In a Feb. 23 letter to United CEO Glenn Tilton, 19 Democrat Senators asked the company to reconsider the plan, which United says is necessary to successfully emerge from Chapter 11 this year.

Among those who signed the letter, authored by Sen. Edward Kennedy, D-Mass., were the two leading Democratic presidential candidates John Kerry, D-Mass., and John Edwards, D-N.C.

The changes United proposed “would require thousands of retired employees to pay as much as 10 times more for their coverage,” the senators said in the letter. “Such increases in retiree health premiums would mean great hardship for many of our constituents and their families.”

A United spokeswoman said Mr. Tilton plans to respond with his own letter, explaining retirees must shoulder more of the health-care cost burden if the carrier is to emerge from bankruptcy as a strong company.

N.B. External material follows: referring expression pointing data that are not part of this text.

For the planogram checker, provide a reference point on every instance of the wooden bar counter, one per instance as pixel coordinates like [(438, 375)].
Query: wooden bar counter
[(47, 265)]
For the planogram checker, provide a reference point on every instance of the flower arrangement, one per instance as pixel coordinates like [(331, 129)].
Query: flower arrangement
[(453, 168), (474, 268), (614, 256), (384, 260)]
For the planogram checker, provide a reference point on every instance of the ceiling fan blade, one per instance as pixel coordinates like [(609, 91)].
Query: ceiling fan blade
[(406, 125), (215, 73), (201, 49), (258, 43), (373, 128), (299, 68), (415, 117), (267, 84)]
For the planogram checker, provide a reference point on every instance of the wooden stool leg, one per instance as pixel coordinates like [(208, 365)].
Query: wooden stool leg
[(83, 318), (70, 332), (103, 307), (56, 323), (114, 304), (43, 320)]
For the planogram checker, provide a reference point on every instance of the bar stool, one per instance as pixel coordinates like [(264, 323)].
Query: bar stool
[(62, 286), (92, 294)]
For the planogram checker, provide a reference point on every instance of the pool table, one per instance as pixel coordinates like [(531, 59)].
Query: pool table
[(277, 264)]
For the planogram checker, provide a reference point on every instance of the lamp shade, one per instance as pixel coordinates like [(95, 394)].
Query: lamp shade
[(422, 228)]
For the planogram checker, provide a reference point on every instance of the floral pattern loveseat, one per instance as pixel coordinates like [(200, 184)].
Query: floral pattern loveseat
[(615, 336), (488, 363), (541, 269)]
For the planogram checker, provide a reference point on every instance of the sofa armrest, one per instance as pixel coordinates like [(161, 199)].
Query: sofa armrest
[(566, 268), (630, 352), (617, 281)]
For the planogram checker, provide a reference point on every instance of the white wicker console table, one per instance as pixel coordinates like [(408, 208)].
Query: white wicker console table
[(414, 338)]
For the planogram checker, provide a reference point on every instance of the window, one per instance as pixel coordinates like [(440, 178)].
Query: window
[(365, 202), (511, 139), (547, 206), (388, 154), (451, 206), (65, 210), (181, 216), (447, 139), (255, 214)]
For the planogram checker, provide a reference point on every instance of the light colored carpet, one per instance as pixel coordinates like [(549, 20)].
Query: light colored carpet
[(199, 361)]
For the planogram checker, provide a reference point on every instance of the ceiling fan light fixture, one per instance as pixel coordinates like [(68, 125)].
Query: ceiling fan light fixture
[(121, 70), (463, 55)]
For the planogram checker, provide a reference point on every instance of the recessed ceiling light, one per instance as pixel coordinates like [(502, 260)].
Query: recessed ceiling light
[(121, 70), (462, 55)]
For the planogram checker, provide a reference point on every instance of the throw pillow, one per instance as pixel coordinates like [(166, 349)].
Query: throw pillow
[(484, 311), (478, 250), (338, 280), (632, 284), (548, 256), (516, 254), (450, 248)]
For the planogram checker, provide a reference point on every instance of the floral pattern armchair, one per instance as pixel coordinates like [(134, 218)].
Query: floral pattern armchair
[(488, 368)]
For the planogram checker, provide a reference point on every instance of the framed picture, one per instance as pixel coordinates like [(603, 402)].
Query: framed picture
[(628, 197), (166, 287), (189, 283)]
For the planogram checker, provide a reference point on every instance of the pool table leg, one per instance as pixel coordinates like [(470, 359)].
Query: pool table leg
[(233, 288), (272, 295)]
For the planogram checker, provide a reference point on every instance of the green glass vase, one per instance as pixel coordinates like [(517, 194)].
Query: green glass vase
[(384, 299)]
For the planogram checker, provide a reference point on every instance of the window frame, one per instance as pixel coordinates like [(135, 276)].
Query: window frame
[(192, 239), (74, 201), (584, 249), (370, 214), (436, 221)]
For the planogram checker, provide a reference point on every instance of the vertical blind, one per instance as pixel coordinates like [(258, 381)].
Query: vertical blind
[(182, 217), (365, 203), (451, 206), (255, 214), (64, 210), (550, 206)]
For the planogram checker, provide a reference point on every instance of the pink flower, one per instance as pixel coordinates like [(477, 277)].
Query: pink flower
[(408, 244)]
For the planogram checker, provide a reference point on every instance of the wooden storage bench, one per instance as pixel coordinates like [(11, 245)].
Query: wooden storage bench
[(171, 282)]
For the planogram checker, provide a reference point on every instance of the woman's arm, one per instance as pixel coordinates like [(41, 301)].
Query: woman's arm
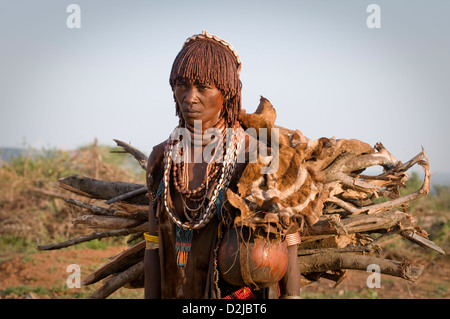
[(290, 283), (152, 271)]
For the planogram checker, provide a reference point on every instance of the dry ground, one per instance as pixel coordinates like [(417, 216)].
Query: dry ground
[(43, 275)]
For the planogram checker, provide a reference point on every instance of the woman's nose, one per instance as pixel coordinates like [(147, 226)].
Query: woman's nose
[(191, 95)]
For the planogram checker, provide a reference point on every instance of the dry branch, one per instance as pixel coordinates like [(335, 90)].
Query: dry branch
[(119, 280), (350, 199), (138, 155), (336, 261)]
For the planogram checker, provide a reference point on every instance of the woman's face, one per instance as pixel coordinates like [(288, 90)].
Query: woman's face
[(199, 102)]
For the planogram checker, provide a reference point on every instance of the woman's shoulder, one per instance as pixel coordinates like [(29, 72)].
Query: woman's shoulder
[(155, 165)]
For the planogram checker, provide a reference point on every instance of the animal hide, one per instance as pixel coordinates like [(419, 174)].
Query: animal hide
[(282, 202)]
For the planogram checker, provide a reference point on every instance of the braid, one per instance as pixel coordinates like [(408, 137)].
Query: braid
[(207, 59)]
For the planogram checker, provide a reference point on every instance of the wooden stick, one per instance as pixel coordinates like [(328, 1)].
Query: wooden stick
[(138, 155), (337, 261), (128, 195), (94, 209)]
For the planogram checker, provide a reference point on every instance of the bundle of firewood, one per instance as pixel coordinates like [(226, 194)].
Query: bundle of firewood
[(358, 213)]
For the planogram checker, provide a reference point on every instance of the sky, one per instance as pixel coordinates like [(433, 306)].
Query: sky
[(318, 62)]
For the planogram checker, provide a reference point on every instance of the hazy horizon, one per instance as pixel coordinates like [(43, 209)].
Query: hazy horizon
[(324, 70)]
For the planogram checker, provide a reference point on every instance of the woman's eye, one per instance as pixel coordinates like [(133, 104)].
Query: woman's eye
[(203, 87)]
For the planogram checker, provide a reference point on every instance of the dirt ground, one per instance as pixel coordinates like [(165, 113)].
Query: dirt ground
[(44, 275)]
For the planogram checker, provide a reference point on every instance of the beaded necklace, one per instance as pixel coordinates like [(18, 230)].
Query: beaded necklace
[(201, 215)]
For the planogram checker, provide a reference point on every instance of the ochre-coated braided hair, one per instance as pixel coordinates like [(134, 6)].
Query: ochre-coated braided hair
[(205, 60)]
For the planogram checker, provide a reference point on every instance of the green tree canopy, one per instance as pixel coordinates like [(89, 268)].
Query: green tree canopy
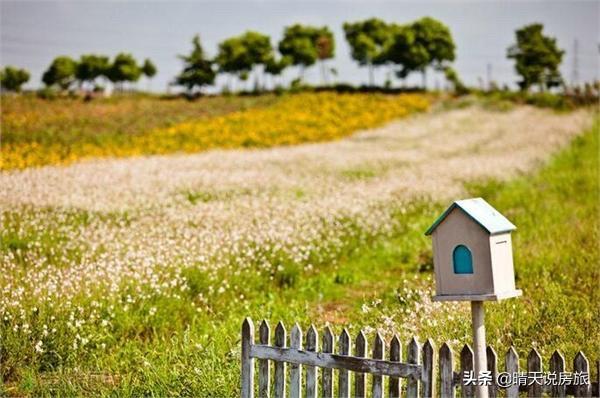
[(537, 58), (305, 45), (368, 41), (301, 44), (12, 78), (148, 68), (240, 54), (424, 43), (61, 72), (124, 68), (197, 70), (92, 66)]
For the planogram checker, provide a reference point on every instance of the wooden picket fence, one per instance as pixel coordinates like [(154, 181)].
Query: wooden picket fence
[(414, 378)]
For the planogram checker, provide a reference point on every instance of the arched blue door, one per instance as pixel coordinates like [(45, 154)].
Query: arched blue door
[(462, 260)]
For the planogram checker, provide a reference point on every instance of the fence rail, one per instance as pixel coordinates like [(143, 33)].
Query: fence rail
[(415, 377)]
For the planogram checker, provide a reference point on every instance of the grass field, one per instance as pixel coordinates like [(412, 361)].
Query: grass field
[(37, 132), (132, 276)]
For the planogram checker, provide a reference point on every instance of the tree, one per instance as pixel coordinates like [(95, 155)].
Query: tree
[(197, 71), (368, 41), (11, 78), (148, 70), (537, 58), (275, 67), (90, 67), (61, 73), (124, 69), (304, 45), (422, 44), (325, 44), (241, 54)]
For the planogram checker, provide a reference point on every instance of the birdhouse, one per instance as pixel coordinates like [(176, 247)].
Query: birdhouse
[(472, 253)]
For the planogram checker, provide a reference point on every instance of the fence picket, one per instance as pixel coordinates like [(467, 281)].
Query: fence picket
[(360, 350), (492, 358), (378, 350), (396, 356), (581, 364), (466, 365), (295, 369), (512, 367), (247, 378), (534, 368), (264, 366), (412, 385), (343, 376), (327, 379), (557, 365), (427, 376), (312, 344), (280, 337), (446, 372)]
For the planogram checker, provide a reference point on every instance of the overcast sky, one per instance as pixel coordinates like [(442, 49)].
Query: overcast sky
[(33, 33)]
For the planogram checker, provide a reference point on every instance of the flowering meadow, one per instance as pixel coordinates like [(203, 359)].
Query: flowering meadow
[(131, 275), (34, 137)]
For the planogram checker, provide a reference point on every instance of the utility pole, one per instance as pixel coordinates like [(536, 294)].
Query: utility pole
[(575, 72), (489, 76)]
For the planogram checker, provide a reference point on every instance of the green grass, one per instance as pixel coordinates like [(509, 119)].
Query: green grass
[(181, 350)]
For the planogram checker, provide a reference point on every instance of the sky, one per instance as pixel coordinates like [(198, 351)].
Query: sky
[(33, 33)]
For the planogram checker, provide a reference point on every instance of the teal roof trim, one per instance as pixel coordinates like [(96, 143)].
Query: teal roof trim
[(482, 213)]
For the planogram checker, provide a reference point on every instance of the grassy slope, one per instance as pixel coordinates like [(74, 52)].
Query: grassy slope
[(556, 255)]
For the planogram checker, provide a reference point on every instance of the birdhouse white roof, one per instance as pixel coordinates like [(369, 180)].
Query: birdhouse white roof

“It’s a difficult decision, but it’s essential for us to achieve a competitive cost structure,” she said.

Breaking promises?

Earlier this month Mr. Tilton received a similar letter from a group of 100 members of Congress, also asking the company to back off its plan to boost retirees’ health care costs (ChicagoBusiness.com, Feb. 13).

That letter, organized by U.S. Rep. Jan Schakowsky, D-Ill., and George Miller, D-Calif., focused on the plight of retired flight attendants who say United misled them into retiring early in exchange for an agreement to cap the cost of medical benefits.

More than 2,500 flight attendants retired by July 2003 under the impression their health care costs wouldn’t rise, the Assn. of Flight Attendants said.

United officials, meanwhile, say they never promised to keep the cost of medical benefits the same.

A U.S. Bankruptcy Court judge on Friday appointed an independent examiner to get to the bottom of the matter. The examiner will issue a report to the Court in a month on whether United knew it would seek changes to retiree health benefits before those workers retired.

The judge on Friday also granted United a 30-day extension to file its reorganization plan. United, a unit of Elk Grove Township-based UAL Corp., has been operating under Chapter 11 since December 2002 and hopes to emerge from bankruptcy during the first half of 2004.